Just shoot me!

Arson, murder, suicide and other depressing reactions to the next Great Depression.

Published October 24, 2008 10:07AM (EDT)

Crawling underneath the quilts is looking mighty fine these days, as the days get colder and the economy gets icier. When every other commentator is tossing out Great Depression analogies, it's hardly a surprise that many people are finding their own lives greatly depressing -- and in some cases, taking matters into their own hands.

Earlier this week, Nick Turse collected a cross-country roundup of some of the most grisly personal responses to economic meltdown under the cheerful heading "Main Street's Body Count Rises." Turse cites nearly two dozen cases, starting in February of this year, in which people have reacted to job loss, evictions or foreclosures with violence: Some resisters have, Wild West style, erected barricades and brandished rifles at deputies and SWAT teams; others have gone so far as to kill themselves and sometimes their families.

I've always been particularly fascinated -- and, of course, horrified -- by the twisted "Father (or sometimes Mother) Knows Best" logic of those who decide that their families would be better off dead than left alone without a provider. This category includes a Michigan man who, facing bankruptcy and foreclosure, stabbed his sleeping wife, lit their house on fire, then climbed in bed and stabbed himself; a single mother who killed herself and her two 11-year-old daughters; and Karthick Rajaram, a former executive who reacted to unemployment and stock market losses by killing his wife, three sons, his mother-in-law and himself.

On the other hand, we have what looks to be an extreme version of maternal self-sacrifice (or just plain depression) in Carlene Balderrama, who sent a fax to her mortgage company 90 minutes before her house was scheduled to go to auction saying that, by the time people read it, she would be dead, then shot her three cats and herself. In her suicide note, she told her husband and son to use the insurance money to pay off the mortgage (though payouts for suicides are always iffy). The "happiest" case out of the bunch concerns a 90-year-old woman who shot herself but didn't manage to die; a magnanimous agent at Fannie Mae apparently forgave her debt outright. Not that we're saying a house is worth a nearly fatal gunshot wound.
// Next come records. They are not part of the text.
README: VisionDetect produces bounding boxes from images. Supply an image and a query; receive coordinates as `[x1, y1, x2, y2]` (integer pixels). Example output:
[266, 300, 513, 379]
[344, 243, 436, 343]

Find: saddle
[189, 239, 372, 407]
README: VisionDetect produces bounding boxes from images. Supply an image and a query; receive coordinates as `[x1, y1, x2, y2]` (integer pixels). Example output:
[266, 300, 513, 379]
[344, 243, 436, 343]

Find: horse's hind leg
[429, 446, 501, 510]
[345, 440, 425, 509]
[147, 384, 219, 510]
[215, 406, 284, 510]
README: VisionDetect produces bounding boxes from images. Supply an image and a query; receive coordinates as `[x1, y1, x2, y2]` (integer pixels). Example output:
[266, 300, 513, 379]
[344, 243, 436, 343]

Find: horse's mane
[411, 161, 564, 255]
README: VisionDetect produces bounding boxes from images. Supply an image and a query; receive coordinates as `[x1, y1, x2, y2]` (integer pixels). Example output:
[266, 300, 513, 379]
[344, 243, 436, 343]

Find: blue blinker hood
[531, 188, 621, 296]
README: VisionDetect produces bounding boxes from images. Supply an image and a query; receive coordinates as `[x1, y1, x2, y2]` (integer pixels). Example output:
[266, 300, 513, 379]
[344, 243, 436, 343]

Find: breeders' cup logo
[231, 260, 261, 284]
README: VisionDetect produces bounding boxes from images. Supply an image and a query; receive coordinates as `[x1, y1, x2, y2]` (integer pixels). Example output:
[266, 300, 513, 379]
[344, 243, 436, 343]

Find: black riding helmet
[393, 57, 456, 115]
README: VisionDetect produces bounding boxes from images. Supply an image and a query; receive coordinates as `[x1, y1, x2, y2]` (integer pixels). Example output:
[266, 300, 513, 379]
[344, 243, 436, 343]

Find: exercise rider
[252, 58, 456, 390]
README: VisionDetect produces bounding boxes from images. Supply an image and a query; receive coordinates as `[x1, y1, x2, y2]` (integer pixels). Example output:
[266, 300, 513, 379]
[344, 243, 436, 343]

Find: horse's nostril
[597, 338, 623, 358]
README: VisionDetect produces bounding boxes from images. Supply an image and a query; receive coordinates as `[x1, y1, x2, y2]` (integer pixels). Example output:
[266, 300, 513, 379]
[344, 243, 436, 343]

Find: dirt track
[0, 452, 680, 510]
So is this a statistically significant trend? Are foreclosure suicides the '08 equivalent of those alleged bankers jumping out of windows in 1929? It's hard to say. Trend stories tend to reflect social obsessions; sensational stories about teen pregnancy, sex crimes, child murders and day-care scandals, for example, don't necessarily follow an actual increase in incidents so much as they reflect an increased interest on the part of readers and journalists. In fact, an article in Slate points out that the original Wall Street suicides were based more in myth than fact -- only four suicides between Black Tuesday and the end of 1929 were jumpers who lost money in the crash, only two took place on Wall Street, and fewer suicides took place in the month after the crash than had during the same period the previous year. The suicide rate did go up -- from 14 to 17 suicides per 100,000 people -- during the Great Depression, the Associated Press points out, but because there is typically a two-year lag in suicide statistics, it will be a few years before we know what happened this time around.

But thanks to a study released Tuesday, we do know that the latest suicide statistics show an unusual trend: a sharp spike in suicides among middle-aged white women, a group that usually lags far behind teenagers and elderly white men. Between 1999 and 2005, the suicide rate for women ages 40-64 increased 3.9 percent; poisoning suicides among women went up 57 percent (the rate for middle-aged men also went up 2.7 percent). That period, of course, predates the wider economic meltdown. But it's interesting to imagine what might possess larger numbers of people well past the teen angst years to give up: Are these people lonely? Are they overwhelmed by financial and emotional responsibilities? Do they blame themselves for things not quite turning out the way they'd planned?

I'd like to give the last word to Barbara Ehrenreich, who wrote about foreclosure suicides back in late July, before any of us knew for certain just how bad things would get. Ehrenreich said: "I'm not saying that the creditors, the bankers and the mortgage companies actually want you dead, but in a culture where one's credit rating is routinely held up as a three-digit measure of personal self-worth, the correct response to insoluble debt is, in fact, "Just shoot me!" Pretty grim, Ms. Ehrenreich. But she then went on: "The alternative is to value yourself more than any amount of money and turn the guns, metaphorically speaking, in the other direction."


By Amy Benfer

Amy Benfer is a freelance writer in Brooklyn, N.Y.